Besides the front-running Diversify, the 30-1 long shot Dalmore could infuse some spark into the early pace.
He hasn’t won a graded stakes in over two years, but has shown early speed in his three 2018 races. At Tuesday’s post-position draw, owner Ron Paolucci said he’d give jockey Ricardo Santana Jr. $1,500 for every quarter-mile Dalmore leads.
The field, in post-position order, will be Tapwrit, Backyard Heaven, Dalmore, Mind Your Biscuits, Discreet Lover, Diversify, Good Samaritan and McCraken.
“He [Dalmore] could be a pain in the neck. But he’s inside of us,” Violette said. “If he wants to be silly and outrun us to his own peril, then, fine, let him go. Frankly, he’s not the horse to worry about in the race. I think we’ll be aggressive and ride wherever we’re comfortable.”
In Diversify’s only start at Saratoga, he won by 11 1/2 lengths against New York-breds in the Evan Shipman last year.
Mind Your Biscuits won the Amsterdam as a 3-year-old, but lost his other four starts at the Spa, including a sixth by eight lengths in the Forego last year.
“Saratoga is a necessary evil,” Summers said. “He loves the atmosphere, the ambience. The track itself, the configuration of the track is not his perfect track. But I think he’s enough horse that it won’t matter. If there was a steel cage match race, he’d run on anything.
“I expect him to be much closer, with Diversify coming drawn out in the sixth, and like Rick said, giving us seven pounds, it’s a short run into the first turn, and if Diversify gets hung wide, he gets hung wide.”
“It’s a great race to begin with,” Violette said. “I know people are kind of taking shots at it. But you’ve got a Belmont winner, you’ve got a multiple Dubai Shaheen winner who got beat a lip in the Met Mile. And Backyard Heaven, you throw out his last race, and he might be the one in the race that has the biggest upside.
“And everybody wants to keep discounting Diversify, and he keeps winning, so that’s pretty cool.”
FOUR IN A ROW
Trainer Chad Brown won the Grade II National Museum of Racing Hall of Fame Stakes for the fourth year in a row on Friday.
Late in the race, he was wondering whether his horse should even have been entered in it.
Raging Bull was uncomfortable with the wet Mellon turf course for most of the race and appeared to be out of it, but he and jockey Joel Rosario steadfastly zeroed in on the leader once they got straightened out in the middle of the stretch and caught Maraud by the shortest of noses in the final stride to win.
Brown won this race with Bricks and Mortar last year, Camelot Kitten in 2016 and Takeover Target in 2015.
“It’s obviously a race we point for every year, and we’ve been lucky to have horses good enough to run in it,” Brown said.

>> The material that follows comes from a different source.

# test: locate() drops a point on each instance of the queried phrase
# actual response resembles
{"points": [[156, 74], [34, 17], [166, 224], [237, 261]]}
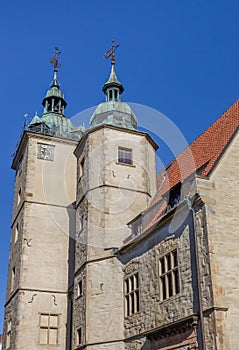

Based on the turf condition and how his horse was handling it, Brown was second-guessing himself in the middle of the race.
He didn’t have to second-guess himself when it was over.
“He just didn’t look comfortable until maybe the three-eighths pole,” he said. “I was thinking at that point that it was the ground and maybe I should’ve scratched the horse and run in the Secretariat [at Arlington Park next weekend].”
Gidu, a son of the great Frankel, led most of the way, but fell back after being caught by Todd Pletcher stablemate Maraud at the sixteenth pole.
Maraud looked like the winner from there, but Raging Bull didn’t give up, especially once he found more favorable footing away from the inside.
“For a second I thought the horse in the lead was going to stay there, but I’m glad that he got it done,” Rosario said. “It looked like he was struggling with the ground a little bit.
“I tried to just be in the clear, because when I want to go run, I don’t want anybody to be in my way. He takes a long time to get into his stride.”
“He just ran incredible that last quarter-mile,” Brown said. “I was quite concerned on the far turn because it just didn’t look like he was getting over the ground very well. He was towards the inside and was making up no ground.
“I’ll tell you, I didn’t think this horse was going to win all the way to the wire. Just a remarkable turn of foot.”